Title: The Trial of the Chicago 7
Director: Aaron Sorkin.
Genre: Drama, History, Comedy.
Main Cast: Eddie Redmayne, Sacha Baron Cohen, Mark Rylance, Yahya Abdul-Mateen III, Jeremy Strong, Frank Langella, Joseph Gordon Levitt.
Runtime: 129 mins.
MDb rating: 7.9/10.
My rating: 8.5/10.
Quick summary: Riots spread across the city of Chicago at a Democratic convention in 1968. The following year, seven peaceful protestors and the chairman of the Black Panthers are standing trial for ‘inciting violence by crossing state lines’. Is there truth to the case or are the Government simply trying to pin the blame on someone else?
We all love a good courtroom drama, don’t we? The back and forth between the prosecution and the defence grips our attention as they trade witty barbs. The star lawyers push the boundaries set in place by a judge who struggles to hide their true feelings on the case. Add in a true story and you have me hooked! You don’t have to be totally accurate to the truth, either. I didn’t know this was a real story until I watched the trailer so I believe you, oh mighty director.
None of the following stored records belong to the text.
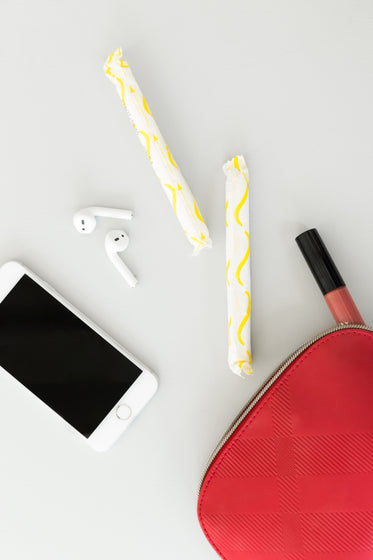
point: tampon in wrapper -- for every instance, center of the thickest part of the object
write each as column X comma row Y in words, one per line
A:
column 238, row 266
column 164, row 165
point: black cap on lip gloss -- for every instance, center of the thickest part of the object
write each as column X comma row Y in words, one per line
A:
column 319, row 260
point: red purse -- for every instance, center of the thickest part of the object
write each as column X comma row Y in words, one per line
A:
column 292, row 479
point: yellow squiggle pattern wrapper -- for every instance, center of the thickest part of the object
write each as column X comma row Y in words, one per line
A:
column 159, row 155
column 238, row 265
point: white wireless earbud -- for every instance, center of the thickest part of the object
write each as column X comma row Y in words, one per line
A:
column 117, row 241
column 85, row 221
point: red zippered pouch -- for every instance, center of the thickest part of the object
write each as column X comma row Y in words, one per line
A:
column 292, row 479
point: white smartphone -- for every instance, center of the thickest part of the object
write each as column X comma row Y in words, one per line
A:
column 66, row 361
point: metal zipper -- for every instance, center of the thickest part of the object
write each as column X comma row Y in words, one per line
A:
column 250, row 405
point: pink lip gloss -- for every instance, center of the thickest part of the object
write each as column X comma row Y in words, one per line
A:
column 328, row 278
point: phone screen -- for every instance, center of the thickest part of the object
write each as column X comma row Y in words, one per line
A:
column 61, row 359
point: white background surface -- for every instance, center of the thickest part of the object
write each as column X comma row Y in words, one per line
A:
column 289, row 85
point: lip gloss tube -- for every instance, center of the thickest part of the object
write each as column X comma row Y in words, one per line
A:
column 328, row 278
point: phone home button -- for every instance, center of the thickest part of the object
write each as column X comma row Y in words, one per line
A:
column 123, row 412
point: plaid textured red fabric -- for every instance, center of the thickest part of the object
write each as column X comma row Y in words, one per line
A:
column 295, row 479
The Trial of the Chicago 7 has all of this in spades. The story is set up through a fast-paced montage showing some of our main character’s reasons for travelling to Chicago in 1968. We are introduced to Tom Hayden (Redmayne), Abbie Hoffman (Cohen), Jerry Rubin (Strong) and Bobby Seale (Abdul-Mateen). Hayden, Hoffman and Rubin are travelling with the intent to protest the ongoing war in Vietnam. There are obviously four other protestors on trial during the film but these three are the main focus of the proceedings. Bobby Seale is the chairman of the Black Panthers and has no intention of protesting any war. He just wants to ‘be in the thick of it’, and that is his only crime.
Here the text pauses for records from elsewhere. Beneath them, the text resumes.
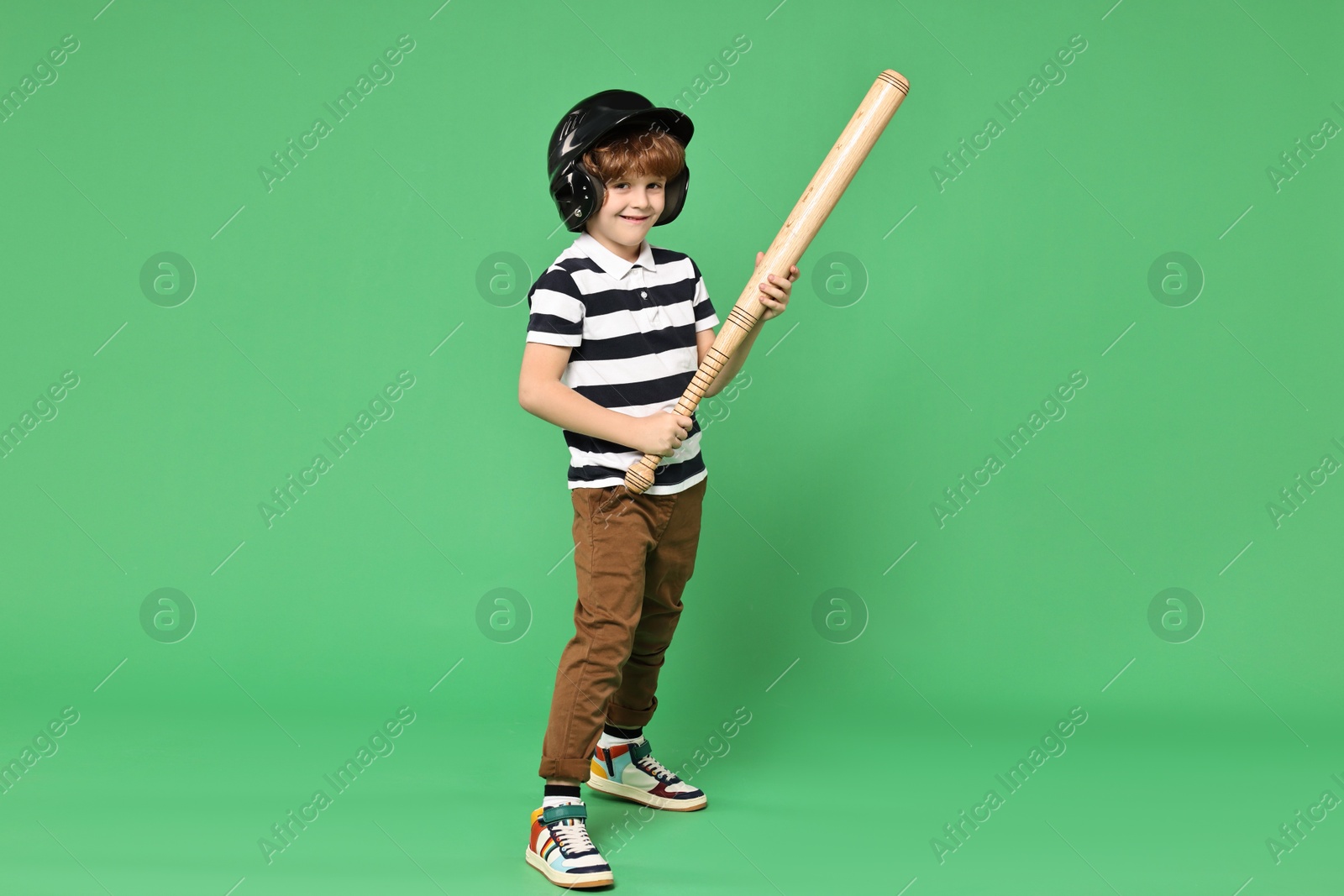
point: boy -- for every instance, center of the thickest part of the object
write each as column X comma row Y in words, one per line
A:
column 616, row 331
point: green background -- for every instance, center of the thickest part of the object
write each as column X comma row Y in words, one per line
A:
column 945, row 318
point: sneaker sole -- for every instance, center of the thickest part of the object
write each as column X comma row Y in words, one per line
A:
column 635, row 794
column 568, row 879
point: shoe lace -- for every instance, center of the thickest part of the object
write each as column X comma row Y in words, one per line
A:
column 656, row 768
column 573, row 836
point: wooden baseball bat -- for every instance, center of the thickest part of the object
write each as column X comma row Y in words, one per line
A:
column 822, row 195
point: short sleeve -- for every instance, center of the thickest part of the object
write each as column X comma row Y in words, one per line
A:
column 703, row 308
column 555, row 311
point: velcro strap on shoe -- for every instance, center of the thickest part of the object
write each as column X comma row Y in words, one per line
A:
column 564, row 810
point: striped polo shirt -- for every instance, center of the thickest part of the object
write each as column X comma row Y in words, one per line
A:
column 632, row 328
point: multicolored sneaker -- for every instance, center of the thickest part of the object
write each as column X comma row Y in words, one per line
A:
column 561, row 848
column 631, row 773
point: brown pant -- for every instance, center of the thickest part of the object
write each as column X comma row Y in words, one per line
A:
column 633, row 555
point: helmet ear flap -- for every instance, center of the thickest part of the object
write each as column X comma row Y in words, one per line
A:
column 577, row 194
column 674, row 197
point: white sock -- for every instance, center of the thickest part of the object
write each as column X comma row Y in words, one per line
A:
column 611, row 741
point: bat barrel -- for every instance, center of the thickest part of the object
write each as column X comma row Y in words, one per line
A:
column 803, row 223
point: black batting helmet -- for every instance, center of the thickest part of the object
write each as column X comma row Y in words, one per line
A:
column 575, row 191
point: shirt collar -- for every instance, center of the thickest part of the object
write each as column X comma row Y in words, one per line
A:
column 609, row 261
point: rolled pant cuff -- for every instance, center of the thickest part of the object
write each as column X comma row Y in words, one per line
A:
column 571, row 768
column 622, row 718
We then jump forward a year to the prosecution of these men for inciting violence by crossing state lines. They are accused of using the protests to promote attacks against the Chicago Police Department after riots break out across the city on one night of demonstrating. The story is then told through flashbacks and witness testimony.
I am not a modern American history buff by any means. I studied history in secondary school/high school but I didn’t know about the 1968 riots. The combination of interesting subject matter and Aaron Sorkin’s storytelling made this a brilliant watch. My brother turned to us at one stage and said that he could watch it all night. I 100% agree. If they dramatised the whole trial and livestreamed it with the same cast I would probably tune in for long periods at a time.
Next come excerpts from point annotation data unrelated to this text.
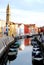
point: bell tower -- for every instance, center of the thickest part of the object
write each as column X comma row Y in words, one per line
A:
column 7, row 14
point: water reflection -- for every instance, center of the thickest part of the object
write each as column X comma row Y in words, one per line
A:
column 19, row 57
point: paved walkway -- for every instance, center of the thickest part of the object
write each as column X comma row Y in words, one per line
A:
column 4, row 42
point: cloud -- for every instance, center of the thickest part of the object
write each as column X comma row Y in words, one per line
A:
column 27, row 17
column 24, row 16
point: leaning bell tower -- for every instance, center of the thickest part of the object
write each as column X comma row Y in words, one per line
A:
column 7, row 14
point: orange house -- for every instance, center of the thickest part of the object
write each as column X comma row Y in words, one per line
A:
column 26, row 31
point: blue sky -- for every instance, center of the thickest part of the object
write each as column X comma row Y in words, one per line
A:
column 24, row 11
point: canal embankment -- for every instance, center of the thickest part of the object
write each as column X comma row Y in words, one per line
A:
column 5, row 43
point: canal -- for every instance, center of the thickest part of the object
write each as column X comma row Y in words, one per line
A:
column 23, row 57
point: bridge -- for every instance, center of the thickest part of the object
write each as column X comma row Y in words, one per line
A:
column 6, row 41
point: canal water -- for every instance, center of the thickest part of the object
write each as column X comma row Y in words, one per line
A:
column 23, row 57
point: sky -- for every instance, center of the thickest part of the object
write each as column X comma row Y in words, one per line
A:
column 24, row 11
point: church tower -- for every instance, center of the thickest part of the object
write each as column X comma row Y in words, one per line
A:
column 7, row 14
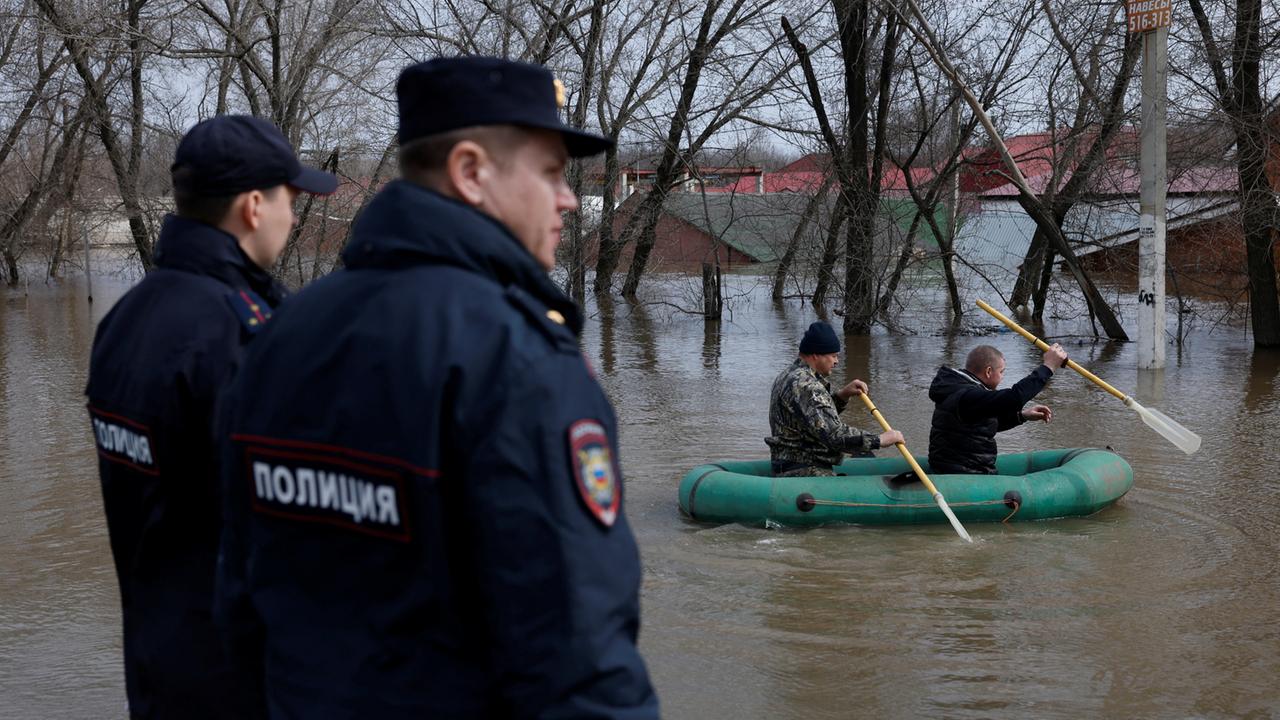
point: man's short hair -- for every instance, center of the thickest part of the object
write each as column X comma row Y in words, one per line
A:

There are some wonderful individual performances in this movie. Sacha Baron Cohen proves once again that he should be taken seriously no matter what genre he is starring in. He is probably the best thing about this movie, playing the charismatic, pot-smoking and extremely intelligent Hoffman.
Eddie Redmayne plays the polar opposite Tom Hayden, a student leader who has no time for Hoffman’s tendency to joke around.
Mark Rylance, Jeremy Strong, Yahya Abdul-Mateen II and John Carroll Lynch also manage to shine in this ensemble piece.
Joseph-Gordon Levitt plays the lead prosecutor. I wasn’t impressed by his performance at all. I feel that like his last role in Project Power alongside Jamie Foxx, this was phoned in. His symbolic show of standing with the defendants even though he had just succeeded in getting them five years in a federal penitentiary each was cringeworthy. Is that Levitt’s fault? No, of course not, but his delivery of the embarrassing line was woeful which makes it worse.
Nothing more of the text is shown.